Tier 1 Metadata: technical and experimental information necessary to interpret the data.

This ensures that the data is FAIR (findable, accessible, interoperable, and reusable). This data is publicly available through the HCA Data Portal and on platforms such as CellxGene Discover.

Examples of fields:

Organism
Tissue / Organ
Cell type (with ontologies such as Cell Ontology, Uberon)
Library preparation method (10x Genomics, Smart-seq2, etc.)
Sequencing protocol (Illumina NovaSeq, etc.)
File names (FASTQ, BAM, AnnData .h5ad)

Tier 2 Metadata: Additional information that may include sensitive or clinical data

This can enrich biological interpretation while maintaining anonymization and privacy. This metadata has controlled access, where some information may be restricted or anonymized to protect donors.

Examples of fields:

Donor age
Sex
Ethnicity
Clinical condition / disease status
Treatment history

Full documentation is available on the HCA Data Portal and in the data ingestion guide:

HCA Data Portal – Contribube

HCA Metadata Schema

HCA Data Ingestion Instructions PDF

Structure

The HCA organizes data into different layers to ensure accessibility and protection of sensitive information:


[ HCA Data Coordination Platform ]
       ├── ENA/SRA (Raw data: FASTQ)
       ├── HCA Data Repository (Tier 2 metadata + sensitive data)
       └── CellxGene Discover (matrices AnnData + Tier 1 metadata)

HCA Data Repository: stores raw files (FASTQ) and Tier 2 metadata (may contain personal or sensitive information).
CellxGene Discover: stores expression matrices in AnnData format (.h5ad) and Tier 1 metadata (technical information such as capture protocol, cell enrichment, QC).
Data Coordination Platform (DCP): entry point for submission, where you register the project, submit datasets, and receive an accession ID.

Required Data

Raw data: FASTQ or BAM files to be submitted to the HCA Data Repository.
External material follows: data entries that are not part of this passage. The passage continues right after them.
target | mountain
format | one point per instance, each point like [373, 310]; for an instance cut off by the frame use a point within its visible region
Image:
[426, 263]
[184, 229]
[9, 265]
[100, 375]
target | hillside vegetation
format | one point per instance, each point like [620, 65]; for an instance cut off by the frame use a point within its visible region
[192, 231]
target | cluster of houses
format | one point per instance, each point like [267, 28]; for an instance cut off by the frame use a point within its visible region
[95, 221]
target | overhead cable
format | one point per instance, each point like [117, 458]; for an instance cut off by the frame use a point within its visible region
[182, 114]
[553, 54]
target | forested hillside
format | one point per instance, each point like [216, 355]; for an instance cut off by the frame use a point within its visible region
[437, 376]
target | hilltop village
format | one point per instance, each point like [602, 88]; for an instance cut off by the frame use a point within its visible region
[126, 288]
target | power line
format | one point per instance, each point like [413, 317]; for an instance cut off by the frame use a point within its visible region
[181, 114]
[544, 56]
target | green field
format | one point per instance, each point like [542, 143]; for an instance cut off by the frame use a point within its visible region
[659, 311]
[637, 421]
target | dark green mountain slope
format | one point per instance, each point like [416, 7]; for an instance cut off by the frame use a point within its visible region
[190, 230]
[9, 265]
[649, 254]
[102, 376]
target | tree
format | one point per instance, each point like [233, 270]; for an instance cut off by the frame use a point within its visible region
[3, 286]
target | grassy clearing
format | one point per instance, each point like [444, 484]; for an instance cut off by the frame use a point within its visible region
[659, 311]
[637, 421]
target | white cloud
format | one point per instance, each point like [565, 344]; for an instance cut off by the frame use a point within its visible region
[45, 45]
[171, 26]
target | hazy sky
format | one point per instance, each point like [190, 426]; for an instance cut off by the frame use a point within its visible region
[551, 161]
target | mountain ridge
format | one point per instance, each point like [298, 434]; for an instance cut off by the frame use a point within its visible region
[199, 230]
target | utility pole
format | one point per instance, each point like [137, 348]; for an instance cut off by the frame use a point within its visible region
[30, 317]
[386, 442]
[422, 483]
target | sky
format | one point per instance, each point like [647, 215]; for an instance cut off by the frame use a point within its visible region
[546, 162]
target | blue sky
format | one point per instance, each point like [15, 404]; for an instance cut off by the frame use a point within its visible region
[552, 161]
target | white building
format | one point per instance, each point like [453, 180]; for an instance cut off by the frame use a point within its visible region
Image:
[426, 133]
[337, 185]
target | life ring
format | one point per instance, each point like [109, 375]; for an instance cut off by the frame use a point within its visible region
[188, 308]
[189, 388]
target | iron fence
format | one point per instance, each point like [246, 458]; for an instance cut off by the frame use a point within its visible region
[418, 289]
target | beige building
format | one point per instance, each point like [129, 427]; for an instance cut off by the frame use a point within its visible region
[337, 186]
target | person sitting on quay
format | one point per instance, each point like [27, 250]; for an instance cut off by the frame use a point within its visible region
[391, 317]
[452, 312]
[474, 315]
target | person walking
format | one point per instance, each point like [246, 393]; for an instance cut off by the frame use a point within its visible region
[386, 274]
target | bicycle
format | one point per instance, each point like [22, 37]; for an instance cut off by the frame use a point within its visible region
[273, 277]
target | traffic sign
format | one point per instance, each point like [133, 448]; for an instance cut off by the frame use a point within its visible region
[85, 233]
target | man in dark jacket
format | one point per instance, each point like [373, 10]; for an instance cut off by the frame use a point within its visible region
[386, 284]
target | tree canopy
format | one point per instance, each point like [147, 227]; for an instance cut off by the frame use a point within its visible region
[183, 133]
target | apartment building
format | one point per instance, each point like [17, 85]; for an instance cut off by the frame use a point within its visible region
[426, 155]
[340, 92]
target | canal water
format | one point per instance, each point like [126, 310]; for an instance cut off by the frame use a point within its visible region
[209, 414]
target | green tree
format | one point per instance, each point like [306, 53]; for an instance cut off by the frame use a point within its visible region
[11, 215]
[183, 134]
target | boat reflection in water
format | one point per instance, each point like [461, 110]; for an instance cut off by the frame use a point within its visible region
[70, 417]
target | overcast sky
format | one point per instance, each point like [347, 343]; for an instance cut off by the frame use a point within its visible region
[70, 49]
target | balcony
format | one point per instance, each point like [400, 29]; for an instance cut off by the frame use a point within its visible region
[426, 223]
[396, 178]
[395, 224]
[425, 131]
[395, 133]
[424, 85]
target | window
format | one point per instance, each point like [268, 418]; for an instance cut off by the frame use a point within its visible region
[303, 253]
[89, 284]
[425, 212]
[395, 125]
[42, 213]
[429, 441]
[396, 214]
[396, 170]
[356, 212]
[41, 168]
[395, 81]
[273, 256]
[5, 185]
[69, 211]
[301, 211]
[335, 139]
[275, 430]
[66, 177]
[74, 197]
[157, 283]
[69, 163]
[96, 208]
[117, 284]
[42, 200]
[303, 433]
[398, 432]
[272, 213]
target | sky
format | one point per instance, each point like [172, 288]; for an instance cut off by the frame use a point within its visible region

Processed data: Expression matrices (genes × cells) in AnnData format (.h5ad).

Tier 1 Metadata: Technical information

Capture platform
Dissociation method
Library protocol
QC

Tier 2 Metadata: More detailed information

Clinical data
Age
Sex
Clinical condition

Submission process

1.Register the project in HCA Data Coordination Platform

Create a new project and provide a title, summary, and contact information.
Link the raw data (FASTQ/BAM) already submitted to ENA/SRA.

2.Prepare Tier 1 and Tier 2 metadata according to the official ingestion guide.

3.Submit raw data to the HCA Data Repository.

4.Submit processed matrices (AnnData .h5ad) to the HCA portal.

The file will be validated against the official schema (checking for required)
After curation, the dataset will be integrated into CellxGene Discover.

5.Receive accession ID and track curation.

6.Publication: the data is integrated into the portal, the dataset receives a public identifier (e.g., HCA12345).

It becomes searchable and viewable on CellxGene Discover, with filters by organism, tissue, cell type, disease, etc.